20% worldwide believe women inferior to men, survey says

7 Mar, 2017 17:24 / Updated 8 years ago

On average one in five people across the globe think that women are inferior to men and that women should not aspire to do anything outside of the household, a poll has shown.

"It's encouraging that the vast majority of both men and women around the world believe in equal opportunity ... but at the same time most still believe that true equality of rights is not here yet," Kully Kaur-Ballagan, director at Ipsos MORI – the group that conducted the poll – said, as cited by Reuters.

Almost all of the 17,550 people, from 24 countries, agreed that men and women should have equal rights, but nearly 75 percent of the participants said that women are still seeing social, political and financial inequality.

Twenty-five percent on average believe men are more capable than women of doing things in society such as working, earning money, being educated and teaching.

Over 50 percent of respondents said that they would describe themselves as "feminist," while about a quarter said they were “scared” to discuss women’s rights.

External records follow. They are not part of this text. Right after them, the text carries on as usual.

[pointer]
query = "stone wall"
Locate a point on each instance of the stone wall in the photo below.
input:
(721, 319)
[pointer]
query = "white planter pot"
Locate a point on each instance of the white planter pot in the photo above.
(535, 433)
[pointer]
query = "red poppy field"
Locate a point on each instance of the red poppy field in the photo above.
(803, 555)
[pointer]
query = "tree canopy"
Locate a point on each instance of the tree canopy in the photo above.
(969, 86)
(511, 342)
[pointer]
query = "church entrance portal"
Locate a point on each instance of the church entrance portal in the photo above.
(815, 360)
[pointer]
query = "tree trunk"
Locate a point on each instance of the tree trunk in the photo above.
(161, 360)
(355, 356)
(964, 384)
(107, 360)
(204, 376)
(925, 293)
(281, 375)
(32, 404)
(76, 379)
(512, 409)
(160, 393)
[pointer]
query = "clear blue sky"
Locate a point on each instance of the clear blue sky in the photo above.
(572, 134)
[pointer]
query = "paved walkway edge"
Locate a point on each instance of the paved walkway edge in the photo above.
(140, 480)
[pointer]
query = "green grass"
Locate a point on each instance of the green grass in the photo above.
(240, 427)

Forty percent of women emphasized that they personally didn’t feel they had equality or “freedom to reach their full dreams and aspirations,” the poll detailed.

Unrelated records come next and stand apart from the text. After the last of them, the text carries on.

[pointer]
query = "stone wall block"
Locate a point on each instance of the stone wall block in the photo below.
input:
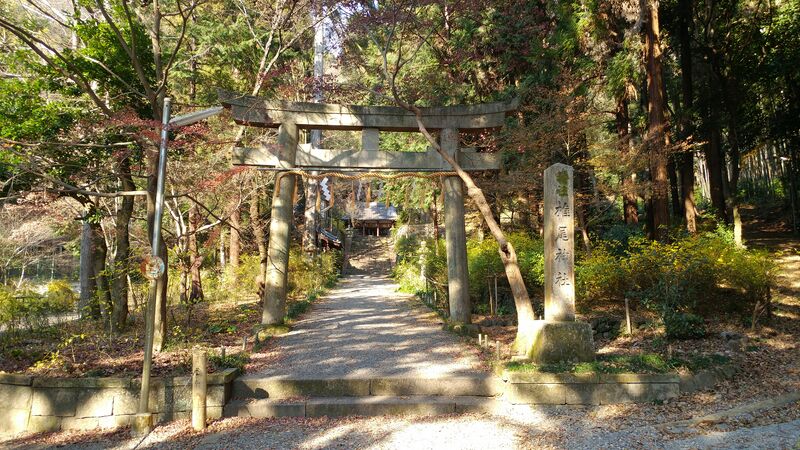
(41, 424)
(14, 420)
(54, 402)
(126, 401)
(636, 392)
(15, 379)
(582, 394)
(15, 396)
(537, 394)
(120, 421)
(82, 423)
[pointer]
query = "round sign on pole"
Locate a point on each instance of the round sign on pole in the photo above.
(153, 267)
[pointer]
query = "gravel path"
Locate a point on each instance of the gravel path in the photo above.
(518, 427)
(364, 328)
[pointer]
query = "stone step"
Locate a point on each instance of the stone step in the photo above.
(283, 388)
(360, 406)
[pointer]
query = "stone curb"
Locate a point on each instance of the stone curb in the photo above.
(15, 379)
(601, 389)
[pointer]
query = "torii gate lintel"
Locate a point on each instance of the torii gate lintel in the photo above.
(290, 117)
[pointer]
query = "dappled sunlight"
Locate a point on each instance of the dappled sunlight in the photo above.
(363, 328)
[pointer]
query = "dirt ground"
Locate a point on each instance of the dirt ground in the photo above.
(760, 406)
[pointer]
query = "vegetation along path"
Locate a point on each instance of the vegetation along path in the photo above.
(363, 328)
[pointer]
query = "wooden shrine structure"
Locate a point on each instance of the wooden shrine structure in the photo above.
(288, 154)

In China, Russia and India, about 50 percent of those polled said men were superior to women and better at earning money, as well as when education matters were concerned.

The UN has described the worldwide gender pay gap of 24 percent as “the biggest robber” of women, while the World Economic Forum said last year that women and men won’t reach economic equality for another 170 years. The survey was published ahead of International Women's Day on Wednesday.